Iludir
Mal
acabei de ler o texto “Os mistérios de Chris Marker em Portugal” (PÚBLICO,
6.8.12), lancei-me logo na Amazon à procura de Portugal (1957), o livrinho número 16 da colecção Petite Planète que o notável realizador,
fotógrafo e escritor orientou para a Seuil. Nesse ensaio, publicado na
sequência da morte de Marker, em Julho, Susana S. Martins fez-nos um brilhante
resumo daquilo que foi a ligação do artista a Portugal através de uma obra que
está a léguas da carneirada dos livros de fotografia e viagens de então. Portugal chegou-me de França rápido, bem
embrulhado e ainda com uma sobrecapa daquelas de papel transparente para
precaver riscadelas na capa imaculada, como imaculada parece a figura que mora
nela.
Marker, homem dos sete ofícios, lançou-se na empreitada de editar livros sobre lugares
porque os “guias” da época lhe pareciam estafados, seguidistas e
desorientadores. Para ele, o mundo do pós-guerra tinha ficado mais acessível do
que nunca, mas a experiência da viagem era “ilusória”: “Vemos o mundo
escapar-nos, ao mesmo tempo que nos tornamos mais conscientes das nossas
ligações com ele”. Em ruptura com o que se fazia, propôs uma série que fosse
“uma conversa com pessoas inteligentes e cultas”, pessoas que “estivessem
bem-informadas sobre os países em questão”. No volume sobre Portugal, Franz
Villier, autor do texto, põe de lado os rodriguinhos e esmera-se por não deixar
nenhuma alfinetada ao acaso com críticas ao ultramontanismo, ao colonialismo e
ao ditador celibatário. Isto, claro, sem nunca esquecer os pormenores
(descrição dos hotéis: “Três categorias, como as prisões”).
O
extraordinário arranjo gráfico de Portugal
é de Marker assim como boa parte das fotografias que desafiaram o cânone do
Estado Novo (os Jerónimos surgem com um matagal à frente, a Torre de Belém com
um pardieiro lamacento). Está bom de ver que a censura proibiu o livro. E nem a
encantadora mulher envolta em trajes típicos na capa desviou o controlo pidesco
do conteúdo. O que prova que, neste caso, eles leram e viram alguma coisa do
que lá vinha estampado, não se ficaram pelo retrato de Jean Dieuzaide, que
assinava com o pseudónimo de Yan, assíduo de salões em Portugal e colaborador
do SNI (António Sena).
As mulheres
eram regra nas capas da série. Ao escolhê-las, Marker aposta na sua força
simbólica e sedutora. Mas no caso de Portugal,
esta candura até soa um bocadinho a provocação (também pelo autor escolhido).
Enquanto dá uma imagem plácida e de antanho do país na capa, no miolo a pena e
as objectivas são gumes afiadíssimos para tudo e todos.

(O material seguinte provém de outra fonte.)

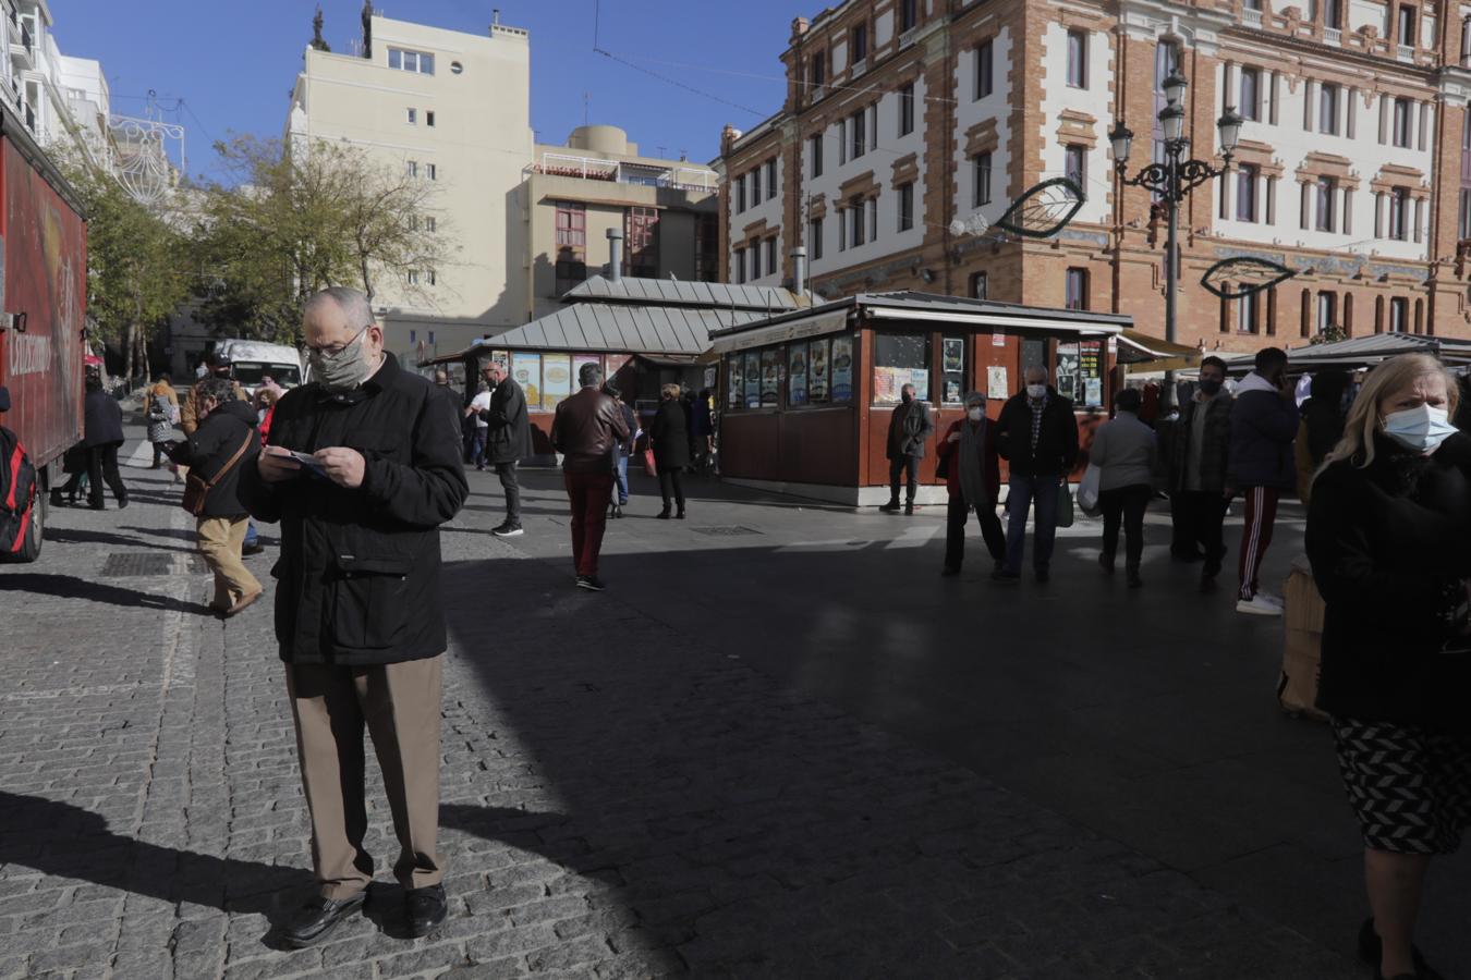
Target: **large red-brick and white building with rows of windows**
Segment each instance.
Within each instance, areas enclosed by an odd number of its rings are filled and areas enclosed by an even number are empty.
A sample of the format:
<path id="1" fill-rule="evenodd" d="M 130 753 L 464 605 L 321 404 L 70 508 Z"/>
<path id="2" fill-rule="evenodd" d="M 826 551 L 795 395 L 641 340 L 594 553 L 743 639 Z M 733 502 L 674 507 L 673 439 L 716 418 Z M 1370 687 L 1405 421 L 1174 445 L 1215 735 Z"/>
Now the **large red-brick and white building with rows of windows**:
<path id="1" fill-rule="evenodd" d="M 1236 166 L 1181 206 L 1178 339 L 1302 344 L 1328 326 L 1471 335 L 1471 3 L 847 0 L 791 24 L 781 110 L 722 140 L 722 276 L 777 285 L 803 245 L 837 297 L 924 289 L 1131 314 L 1164 334 L 1165 220 L 1108 132 L 1159 157 L 1178 66 L 1193 156 L 1246 116 Z M 1153 135 L 1153 140 L 1150 138 Z M 1052 176 L 1087 201 L 1050 239 L 953 235 Z M 1302 275 L 1221 301 L 1230 256 Z"/>

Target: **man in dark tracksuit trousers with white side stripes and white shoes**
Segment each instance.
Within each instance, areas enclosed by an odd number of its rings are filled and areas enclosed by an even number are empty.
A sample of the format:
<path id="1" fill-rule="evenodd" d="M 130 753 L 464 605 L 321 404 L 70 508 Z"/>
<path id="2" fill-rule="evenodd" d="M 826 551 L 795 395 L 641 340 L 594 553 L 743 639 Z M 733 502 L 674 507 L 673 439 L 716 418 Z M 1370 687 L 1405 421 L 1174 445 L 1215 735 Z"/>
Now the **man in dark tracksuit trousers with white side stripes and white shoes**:
<path id="1" fill-rule="evenodd" d="M 1297 403 L 1287 383 L 1287 354 L 1277 347 L 1256 353 L 1256 370 L 1236 389 L 1231 406 L 1231 457 L 1227 482 L 1246 497 L 1242 529 L 1240 577 L 1236 611 L 1281 616 L 1280 598 L 1262 592 L 1258 577 L 1272 542 L 1277 500 L 1296 485 Z"/>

É caso para dizer que se
se ficasse pela capa, a censura seria romanticamente ofuscada. Como eu fui
quando encontrei este In Portugal (Prestel,
1961), em alemão, que traz um olhar de que não se consegue escapar.
1 comentário:
Eu gosto muito do trabalho do fotografo quando faz livros da viagens e logra capturar a cultura das pessoas desses lugares.
Nas imagens posso ver como eram as mulheres de Portugal nos anos 50.